According to Mongolian news sources ( 24 Tsag | infomongolia.com), Canadian Foreign Minister John Baird will be visiting Ulaanbaatar July 23-25. There’s no official Canadian announcement as of July 20, but let’s assume that this visit is really happening, after a number of planned official visits by Canadians that had been aborted in previous years.
Why is John Baird Going to Mongolia?
For once, this is not foreign diplomacy that’s motivated by Canadian domestic electoral politics. While the number of Mongolians living (and presumably voting) in Canada is growing, they are neither numerous nor concentrated enough to be an attractive group to address even for micro-targetting politician strategists.
Instead, this visit will be a further step in a slowly deepening bilateral relationship that is rooted in democracy and natural resources. It would follow on the October visit of the Governor General.
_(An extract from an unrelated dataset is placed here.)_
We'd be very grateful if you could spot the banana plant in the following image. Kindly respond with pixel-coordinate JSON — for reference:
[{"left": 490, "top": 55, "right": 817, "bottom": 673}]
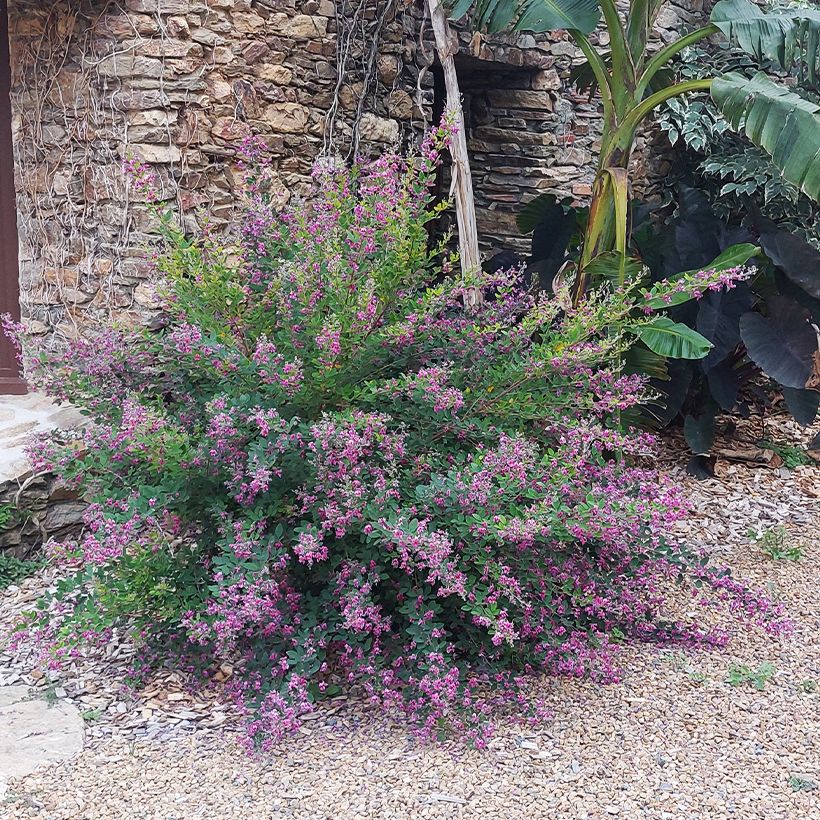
[{"left": 450, "top": 0, "right": 820, "bottom": 304}]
Mongolia has long fit the profile of a country that is of interest to the Harper government because of this combination of political and economic shared interests. Mongolia seems to be firmly committed to democracy (though worries have been expressed recently), and its economic and thus social development depends almost entirely on resource development.
FM Baird is arriving just after Naadam, the annual summer festival that celebrates wrestling, archery, and horseback riding. Generally, the period from after Naadam to the end of summer is rather slow in Mongolia, a little like France that way, with many people, including officials, away to the countryside.
If I had a chance to speak to the Mongolian foreign policy establishment, the top item on my agenda would be the squeeze that Pres Putin’s overtures to Pres Xi potentially puts on Mongolia. This Spring has changed Mongolia’s foreign policy environment rapidly in the aftermath of the Crimea annexation and opposition to it from OECD countries. I would offer strong moral support for democracy and for Mongolia’s independence, especially in light of the upcoming visits by Pres. Xi and Putin. The coming months may well be a time when Mongolia will need to cash in some friendship chips with the “3rd neighbours” it has been cultivating for years – including Canada -, to negotiate a viable course between pressure from its two overbearing neighbours. I imagine that German FM Steinmeier had discussions along these lines on his visit last month. This pressure can be seen in the international sphere in noises about a Russian-Mongolian and possible Russian-Chinese-Mongolian customs union, or in apparent suggestions that Mongolia accelerate its accession to the Shanghai Cooperation Organization. These are developments that are not obviously in Mongolia’s interest, but might be seen as desirable by its direct neighbours.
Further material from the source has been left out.